Personal Journeys with Gramma

Life adventures, inspiration and insight; shared in articles, advice, personal chats and pictures.

Shoved into Another Culture

When we encounter people from a culture unlike our daily lives, we feel uncomfortable. We don’t fit in with them. We don’t know how to act and we blame our discomfort on them. They feel wrong somehow. Instead of classifying people whose physical realities don’t match ours as a separate culture, we classify them by what we think they lack—arms, legs, sight, hearing, etc. We call them disabled. Awash with pity, we might avoid them. But what happens when fate shoves one of us into their ranks?

Millions of us gradually lose physical functions as we age, so we purchase hearing aids, glasses, wheelchairs, and prosthetics to maintain abilities we’ve previously taken for granted. However, most of us won’t live to lose enough function to cross over into a different culture. (Of course, we may be sidelined in our own.) In contrast, the lead character Ruben Stone in the 2019 film THE SOUND OF METAL doesn’t have the luxury of time to adjust to his loss of hearing. A heavy-metal drummer, he loses all of his hearing quickly and finds himself shut outside his career and cut off from his lover and his former life. (The actor Riz Ahmed playing the part was nominated for an Academy Award.)

Ruben has a common reaction to his predicament: FIX IT! His drug counselor sends him to a deaf community to learn how to be a deaf man, and Ruben is eventually successful at fitting in. But he has no intention of spending his life deaf. He wants to reclaim his old life traveling with his girlfriend in an RV on heavy metal tours. He wants cochlear implants.

The deaf community at large is divided on the subject of interventions. Some believe that a profoundly deaf person cannot meet potential in our greater society, and parents with this conviction rush to have deaf children surgically fitted with expensive implants. Cochlear implants restore a measure of hearing. Note the caveat “a measure.” Hearing doesn’t return to what hearing people deem normal. It’s barely functional. Likewise, after experiencing excessive noise earlier in life (for example, my husband was among those victimized by multiple gun reports on police firing ranges prior to mandated ear plugs), even sophisticated hearing aids fail to meet expectations as hearing loss worsens. The cacophony of crowds (including dinner parties and conferences) as well as the complexities of music present challenges that are still too much for modern technology—regardless of the claims of commercial hype.

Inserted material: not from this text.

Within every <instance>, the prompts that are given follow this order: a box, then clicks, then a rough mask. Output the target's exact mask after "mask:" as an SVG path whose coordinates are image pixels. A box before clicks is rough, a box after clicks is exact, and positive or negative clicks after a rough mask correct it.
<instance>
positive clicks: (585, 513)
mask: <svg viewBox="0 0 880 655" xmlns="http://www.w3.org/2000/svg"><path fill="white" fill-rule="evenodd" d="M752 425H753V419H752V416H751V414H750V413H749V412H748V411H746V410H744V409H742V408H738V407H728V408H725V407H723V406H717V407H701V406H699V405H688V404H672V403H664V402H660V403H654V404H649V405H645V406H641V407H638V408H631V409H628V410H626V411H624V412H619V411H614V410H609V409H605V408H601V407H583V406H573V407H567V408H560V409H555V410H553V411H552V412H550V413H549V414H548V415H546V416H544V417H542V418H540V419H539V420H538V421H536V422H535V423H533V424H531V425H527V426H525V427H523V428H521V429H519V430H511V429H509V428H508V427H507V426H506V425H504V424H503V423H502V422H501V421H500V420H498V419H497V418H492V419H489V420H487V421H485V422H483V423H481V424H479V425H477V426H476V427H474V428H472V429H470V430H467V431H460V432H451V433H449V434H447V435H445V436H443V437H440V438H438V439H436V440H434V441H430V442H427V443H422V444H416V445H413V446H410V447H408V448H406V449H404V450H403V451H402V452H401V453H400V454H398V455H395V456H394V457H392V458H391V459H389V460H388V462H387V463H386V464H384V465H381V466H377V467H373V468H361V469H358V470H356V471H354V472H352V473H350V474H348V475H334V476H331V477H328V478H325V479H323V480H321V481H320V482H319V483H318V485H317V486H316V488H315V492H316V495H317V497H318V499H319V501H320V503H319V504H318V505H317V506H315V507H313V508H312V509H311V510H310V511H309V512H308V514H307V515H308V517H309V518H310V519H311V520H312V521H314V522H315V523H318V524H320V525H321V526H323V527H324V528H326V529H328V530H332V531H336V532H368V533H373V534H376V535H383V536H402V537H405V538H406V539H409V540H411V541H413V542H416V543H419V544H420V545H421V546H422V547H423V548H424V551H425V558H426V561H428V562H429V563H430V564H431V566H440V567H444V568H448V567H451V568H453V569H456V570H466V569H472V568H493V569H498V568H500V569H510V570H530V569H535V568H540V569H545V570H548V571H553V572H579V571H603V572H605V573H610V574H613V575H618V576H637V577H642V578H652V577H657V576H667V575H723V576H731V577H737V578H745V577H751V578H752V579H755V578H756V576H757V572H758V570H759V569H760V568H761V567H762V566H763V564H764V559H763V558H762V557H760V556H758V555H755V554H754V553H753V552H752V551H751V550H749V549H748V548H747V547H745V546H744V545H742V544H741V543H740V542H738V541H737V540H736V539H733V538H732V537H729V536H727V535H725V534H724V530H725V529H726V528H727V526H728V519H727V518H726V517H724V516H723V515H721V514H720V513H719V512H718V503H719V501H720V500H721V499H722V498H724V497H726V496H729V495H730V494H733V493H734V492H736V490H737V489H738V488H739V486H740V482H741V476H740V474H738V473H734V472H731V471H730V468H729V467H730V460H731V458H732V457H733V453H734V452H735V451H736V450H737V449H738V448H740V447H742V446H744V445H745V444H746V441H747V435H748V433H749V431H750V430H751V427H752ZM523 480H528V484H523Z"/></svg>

The opposing faction of the deaf community believes people who don’t hear don’t require fixing. They have their own culture with their own social behavior. They note they’re blessed with opportunities for profound stillness denied to others. They readily communicate information and emotions among themselves with American Sign Language, and many read lips to accommodate one-on-one interactions with hearing people. A famous champion of their community is Marlee Matlin, an actor who has won numerous prestigious awards including an Oscar for her work. She defies anyone to say her life doesn’t meet potential.

Cultures that are foreign to us often possess benefits, limitations, and qualities we can’t fully comprehend because we aren’t there. When we remember that fact, we can be more respectful, if not empathetic.